A Python package for efficient data cleaning and preprocessing with Pandas.

These details have not been verified by PyPI

Project links

Homepage

License
- OSI Approved :: MIT License
Operating System
- OS Independent
Programming Language
- Python :: 3

Project description

pyspan

'pyspan' is a Python package designed to facilitate data cleaning and preprocessing using Pandas. It provides various functions to handle missing values, detect outliers, spell check detect_errors, and more. Additionally, it includes a logging utility to keep track of function calls and their parameters.

Installation

To use pyspan, simply install the package using pip:

``bash pip install pyspan

Functions

handle_nulls(data: pd.DataFrame,columns: Optional[Union[str, List[str]]] = None,action: str = 'remove',with_val: Optional[Union[int, float, str]] = None,by: Optional[str] = None,inplace: bool = False) -> Optional[pd.DataFrame] Description handle_nulls manages null values within the specified columns of a DataFrame using different strategies. You can choose to remove rows with nulls, replace nulls with a custom value, or impute nulls using a predefined strategy (e.g., mean, median, mode). Parameters: data: pd.DataFrame The input DataFrame containing missing values.

columns: Optional[Union[str, List[str]]] A column name or list of column names where the fill operation should be applied. If not provided, the function will apply to the entire DataFrame.

action: str The strategy to use for handling missing values. Options include:

'remove': Drops rows containing null values in the specified columns. 'replace': Replaces null values with a specified custom value. 'impute': Imputes null values using a chosen strategy (e.g., mean, median, mode, interpolate, forward fill, backward fill). with_val: Optional[Union[int, float, str]] The custom value to replace NaNs with, applicable only if action='replace'.

by: Optional[str] The strategy to use for imputing null values, applicable only if action='impute'. Available options are:

'mean': Impute with the mean of the column. 'median': Impute with the median of the column. 'mode': Impute with the most frequent value in the column. 'interpolate': Use linear interpolation to impute missing values. 'forward_fill': Propagate the last valid observation forward to the next. 'backward_fill': Use the next valid observation to fill the gaps backward. inplace: bool Whether to modify the DataFrame in place. If True, the operation modifies the DataFrame directly and returns None. If False, returns a new DataFrame with the null values handled according to the specified action.

Returns: Optional[pd.DataFrame]: The DataFrame with handled null values, or None if inplace=True.

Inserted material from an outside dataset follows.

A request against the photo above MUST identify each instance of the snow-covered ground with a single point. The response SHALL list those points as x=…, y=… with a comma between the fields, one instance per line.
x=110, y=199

remove(df: pd.DataFrame, operation: str, columns: Optional[Union[str, List[str]]] = None, keep: Optional[str] = 'first', consider_all: bool = True, inplace: bool = False) -> Optional[pd.DataFrame]:

Description The remove function handles two types of DataFrame modifications: removing duplicate rows or removing specific columns. The type of operation is specified by the operation parameter.

Parameters df (pd.DataFrame): The input DataFrame on which the operation will be performed.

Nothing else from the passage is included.